Anak kecil yang kurus tau sulit mkan sering kali curiga cacingan, lalu diberi obat anti cacingan.Namun apakah sebenarnya gejala cacingan itu? Apakah memang bermanfaat member obat cacingan sebagai obat pencegahan ?

Cacingan adalah parasit yang hidup di dalam organism lain dan menganggu tuan rumahnya.Kasus infeksi cacingan termasuk cukup banyak terjadi di Indonesia. Cacingan sebaiknya tidak dianggap sepel karena bisa menyebabkan anemia, IQ menurun, mengantuk , malas beraktivitas, berat badan turun, dan sebagainya.

Gejala Cacingan

Cacingan bisa dibuktikan dengan menguji sampel darah, fases urin, atau jaringan lain yang terinfeksi.Jika cacingan ada disaluran cerna, telur atau kistanya kan terlihat di dalam fases orang yang terinfeksi ketika dilihat dibawah mikroskop. Adapun gejala cacingan yang mungkin muncul diantara lain:

  • Lesu dan lemas ini diakibatkan oleh kurangnya darah, terutama jika terinfeksi disebabkan oleh cacingan tambang yang memerlukan darah untuk hidup.Cacingan ini akan mengmbil daah dari tuan rumahnya sehingga penderita cacinganb mengalami kekurangan darah.
  • Nyeri di perut. Kadang juga menyebabkan diare.
  • Berat badan rendah.Karena nutrisi yang seharusnya digunakan untuk pertumbuhan malah serap oleh cacing, penderita cacingan menjadi kekurangan gizi.
  • Gatal di anus pada malam hari, terutama akibat cacing kremi. Pada malam hari cacing betina bertelur didaerah anus sehingga menimbulkan gatal. Cacingan kremi terlihat seperti parutan kelapa pada anus.

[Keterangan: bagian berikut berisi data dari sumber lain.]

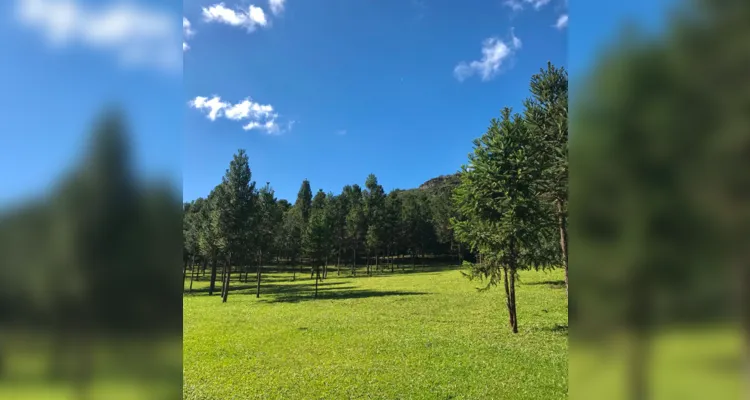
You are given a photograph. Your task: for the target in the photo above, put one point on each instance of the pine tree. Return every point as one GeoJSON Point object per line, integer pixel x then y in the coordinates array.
{"type": "Point", "coordinates": [501, 213]}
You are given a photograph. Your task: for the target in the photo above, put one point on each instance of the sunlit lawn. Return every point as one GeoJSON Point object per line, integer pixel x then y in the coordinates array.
{"type": "Point", "coordinates": [413, 335]}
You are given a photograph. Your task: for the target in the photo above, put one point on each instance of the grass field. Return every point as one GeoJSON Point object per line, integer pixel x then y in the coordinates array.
{"type": "Point", "coordinates": [408, 335]}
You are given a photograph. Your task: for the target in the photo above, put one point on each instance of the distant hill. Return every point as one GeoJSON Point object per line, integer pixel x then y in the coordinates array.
{"type": "Point", "coordinates": [443, 180]}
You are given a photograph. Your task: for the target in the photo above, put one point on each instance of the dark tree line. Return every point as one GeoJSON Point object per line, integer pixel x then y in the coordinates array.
{"type": "Point", "coordinates": [237, 228]}
{"type": "Point", "coordinates": [504, 212]}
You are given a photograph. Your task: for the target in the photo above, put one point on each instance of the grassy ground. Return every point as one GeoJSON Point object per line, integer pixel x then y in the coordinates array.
{"type": "Point", "coordinates": [413, 335]}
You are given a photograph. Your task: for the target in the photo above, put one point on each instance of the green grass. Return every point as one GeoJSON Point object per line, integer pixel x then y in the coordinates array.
{"type": "Point", "coordinates": [420, 335]}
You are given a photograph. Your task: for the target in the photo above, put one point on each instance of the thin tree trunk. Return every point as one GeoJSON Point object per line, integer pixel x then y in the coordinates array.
{"type": "Point", "coordinates": [223, 279]}
{"type": "Point", "coordinates": [184, 274]}
{"type": "Point", "coordinates": [317, 278]}
{"type": "Point", "coordinates": [638, 366]}
{"type": "Point", "coordinates": [563, 241]}
{"type": "Point", "coordinates": [212, 286]}
{"type": "Point", "coordinates": [513, 299]}
{"type": "Point", "coordinates": [507, 297]}
{"type": "Point", "coordinates": [354, 261]}
{"type": "Point", "coordinates": [229, 276]}
{"type": "Point", "coordinates": [257, 287]}
{"type": "Point", "coordinates": [193, 272]}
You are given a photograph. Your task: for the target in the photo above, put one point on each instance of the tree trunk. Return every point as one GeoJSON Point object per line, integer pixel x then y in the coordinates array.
{"type": "Point", "coordinates": [212, 286]}
{"type": "Point", "coordinates": [317, 278]}
{"type": "Point", "coordinates": [507, 297]}
{"type": "Point", "coordinates": [184, 273]}
{"type": "Point", "coordinates": [563, 241]}
{"type": "Point", "coordinates": [193, 272]}
{"type": "Point", "coordinates": [638, 366]}
{"type": "Point", "coordinates": [354, 262]}
{"type": "Point", "coordinates": [513, 299]}
{"type": "Point", "coordinates": [229, 276]}
{"type": "Point", "coordinates": [223, 279]}
{"type": "Point", "coordinates": [257, 286]}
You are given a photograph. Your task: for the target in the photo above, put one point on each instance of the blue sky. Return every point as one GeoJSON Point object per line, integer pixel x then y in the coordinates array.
{"type": "Point", "coordinates": [381, 72]}
{"type": "Point", "coordinates": [52, 92]}
{"type": "Point", "coordinates": [370, 86]}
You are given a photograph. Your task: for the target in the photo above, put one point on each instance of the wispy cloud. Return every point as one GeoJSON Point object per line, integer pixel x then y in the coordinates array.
{"type": "Point", "coordinates": [495, 53]}
{"type": "Point", "coordinates": [250, 19]}
{"type": "Point", "coordinates": [138, 36]}
{"type": "Point", "coordinates": [276, 6]}
{"type": "Point", "coordinates": [518, 5]}
{"type": "Point", "coordinates": [255, 115]}
{"type": "Point", "coordinates": [187, 32]}
{"type": "Point", "coordinates": [562, 22]}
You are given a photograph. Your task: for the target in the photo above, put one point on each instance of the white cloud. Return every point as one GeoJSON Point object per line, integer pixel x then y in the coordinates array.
{"type": "Point", "coordinates": [562, 22]}
{"type": "Point", "coordinates": [259, 116]}
{"type": "Point", "coordinates": [250, 19]}
{"type": "Point", "coordinates": [518, 5]}
{"type": "Point", "coordinates": [187, 32]}
{"type": "Point", "coordinates": [495, 53]}
{"type": "Point", "coordinates": [137, 35]}
{"type": "Point", "coordinates": [277, 6]}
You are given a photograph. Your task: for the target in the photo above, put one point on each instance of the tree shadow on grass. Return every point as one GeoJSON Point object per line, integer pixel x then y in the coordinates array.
{"type": "Point", "coordinates": [557, 284]}
{"type": "Point", "coordinates": [559, 329]}
{"type": "Point", "coordinates": [266, 288]}
{"type": "Point", "coordinates": [337, 294]}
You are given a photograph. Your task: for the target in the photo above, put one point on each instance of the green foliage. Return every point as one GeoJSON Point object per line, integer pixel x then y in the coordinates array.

Obat cacingan bekerja berdasarkan perbedaan toksisitas ang  mengharapkan obat tersebut akan lebih toksik pada cacingan ketimbang pada manusia, tuan rumahnya. Efek samping yang muncul antara lain mual, muntah, sakit perut, sakit kepala. Oleh karena itu lsebaiknya tidak menggunakan obat cacing sampai benar-benar terdiagnosis cacingan.Terutama untuk anak dibawah 2 tahun pemberian obat cacingan sebaiknya dengan saran dokter. Anjuran pemberian 6 bulan didasarkan pada siklus hidup cacing agar tidak sampai berkembang menjadi dewasa.

Penyebaran Cacingan

Cacing biasanya masuk ke tubuh melalui mulut atau kulit. Cacing bisa masuk melalui telapak kaki saat  orang berjalan tanpa alas kaki di tempat yang terinfeksi parasit. Oleh karena itu cegahlah penyebaran cacing dengan :

  • Pastikan daging yang dimakan betul-betul masak.
  • Cuci semua sayuran dan buah sebelum dimakan
  • Selalu cuci tangan sebelum dan setelah memasak dan memakan.
  • Hindari menggaruk didaerah anus.
  • Jangan menggigiti kuku, serta kuku dirawat pendek dan bersih.
  • Jaga kebersihan lingkungan misalnya dengan membersihkan WC atau septictank.

Cacingan dapat menyerap zat gizi dalam tubuh dan bisa mengakibatkan tubuh anak kurus. Tanda anak cacingan yang mudah untuk dikenali, tubuh kurus tetapi perut anak buncit, berat badan tidak naik padahal anak tidak ada masalah dengan nafsu makan dan sulit makan. Anak gelisah di malam hari dan terlihat menggaruk bokongnya. Anak sering mengalami gangguan lambung dan usus seperti mulas dan diare secara berkala. Tanda yang bisa ibu lihat secara jelas, anak terlihat lesu, tidak bergairah dan sering mengalami demam yang hilang timbul.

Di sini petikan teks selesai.